Tuesday, April 29, 2008

Not Using Source Code Control is Insane!

"Like skydiving without checking your parachute or having sex with a stranger without using a condom." -- me, earlier today
I've worked for a few places that didn't use source code control properly or even at all before I started. But today, I met a new PHP programmer who didn't know what I was talking about when I mentioned source code control. He recently migrated over from writing and graphic design and has no background in computer science or software engineering so it isn't his fault really. The fault lies with those that brought him into the fold.

As far as I can tell, I'm somewhat strange - I'm passionate about source code control (now noted as SCC) and have tried a few new ones just to see if I like them. Process is important and while I don't believe in crazy ISO-9000 level of process (then most of your work is to maintain the process rather than produce value) but you need some or there is only chaos.
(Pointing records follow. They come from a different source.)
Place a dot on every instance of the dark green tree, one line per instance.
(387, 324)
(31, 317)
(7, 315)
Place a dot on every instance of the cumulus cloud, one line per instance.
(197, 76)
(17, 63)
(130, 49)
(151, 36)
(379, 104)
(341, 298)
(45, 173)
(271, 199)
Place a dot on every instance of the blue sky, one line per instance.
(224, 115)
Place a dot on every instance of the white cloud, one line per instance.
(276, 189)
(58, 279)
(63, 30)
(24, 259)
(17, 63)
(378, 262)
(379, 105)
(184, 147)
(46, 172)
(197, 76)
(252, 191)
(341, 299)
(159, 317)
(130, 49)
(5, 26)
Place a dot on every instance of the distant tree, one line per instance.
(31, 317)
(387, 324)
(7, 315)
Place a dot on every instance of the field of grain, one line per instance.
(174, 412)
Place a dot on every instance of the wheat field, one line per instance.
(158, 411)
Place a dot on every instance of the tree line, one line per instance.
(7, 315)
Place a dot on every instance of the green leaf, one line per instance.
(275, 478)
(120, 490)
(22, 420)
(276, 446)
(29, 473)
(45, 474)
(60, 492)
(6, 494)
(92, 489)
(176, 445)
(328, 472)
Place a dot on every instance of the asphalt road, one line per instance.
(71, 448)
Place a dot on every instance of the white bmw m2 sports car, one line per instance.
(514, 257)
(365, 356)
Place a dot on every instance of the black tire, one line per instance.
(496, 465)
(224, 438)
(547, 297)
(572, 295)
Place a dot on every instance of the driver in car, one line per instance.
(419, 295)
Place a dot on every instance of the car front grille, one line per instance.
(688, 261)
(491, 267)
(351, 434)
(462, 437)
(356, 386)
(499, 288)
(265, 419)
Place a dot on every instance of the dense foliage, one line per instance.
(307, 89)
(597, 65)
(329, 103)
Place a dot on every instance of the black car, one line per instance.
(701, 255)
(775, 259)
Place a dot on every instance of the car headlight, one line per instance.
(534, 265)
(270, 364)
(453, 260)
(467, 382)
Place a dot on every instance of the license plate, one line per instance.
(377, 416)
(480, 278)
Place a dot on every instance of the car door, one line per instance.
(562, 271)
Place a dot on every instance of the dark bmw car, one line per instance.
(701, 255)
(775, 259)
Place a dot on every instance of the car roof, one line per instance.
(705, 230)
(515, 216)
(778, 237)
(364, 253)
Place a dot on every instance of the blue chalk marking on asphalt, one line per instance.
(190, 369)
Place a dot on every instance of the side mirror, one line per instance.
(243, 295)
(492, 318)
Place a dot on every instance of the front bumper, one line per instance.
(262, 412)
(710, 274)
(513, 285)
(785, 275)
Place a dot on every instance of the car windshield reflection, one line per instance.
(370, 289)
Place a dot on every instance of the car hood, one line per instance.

Go check out "The Joel Test", I'll wait.

I don't necessarily believe that all of them are necessary or sufficient. But what is #1? That's right SCC. SCC is so important, many word processors (like word) embed version tracking into the software.

Why do people insist on using nothing or tarballs/zipfiles to ensure the safety of business/personally critical data? One place I worked used zip files but also required you comment out changed code with a reason plus add comments for the new code. This resulted in files where there were pages of code with ocassional live code (it was unreadable). SCC systems do this for you.

What is SCC?

In essence, a SCC tracks changes made to files and directories and allows users to (among other things):
  • Checkout (aka get) the current version or some version from the past of those files/directories.
  • Check-in (aka save) your current changes to the SCC to be saved for posterity.
  • Revert changes you don't like.
  • Find out who made changes and why.
  • Do differences on what exactly has changed either between past versions or with what you have done since the last check-in.
  • Manage multiple people working on the same files and directories.
  • Give the ability to mark and later retrieve files/directories related to some important event like a release.
There are several main paradigms for SCC:
  • Locking vs Merging - Some SCC tools require you to mark a file for editing such that it is locked and no other user can commit changes until you release the lock. Other SCC tools don't require locking but will require (or do it for you if simple) merging if there are conflicts. I have found the locking model interrupts my workflow because I may not know all the files I'll change ahead of time, stopping to lock a file gets in the way, and someone might lock the file I'll need and then need a file I have locked (classic deadlock problems). Merging might sometimes be a pain, but it is better than the alternative.
  • Client/Server vs Peer to Peer - Most SCC has a server that holds the "one true version" and all clients must submit to that server. A few systems use a peer-to-peer structure where the only "one true version" is decided by social convention not technology.
For more information check out:

SCC and the Individual Developer

Even if you work by yourself for work or fun you should use SCC. The few times I haven't, I often regretted it. The first reason is that this helps develop good habits. Secondly, this makes it so much easier to undo mistakes should they happen.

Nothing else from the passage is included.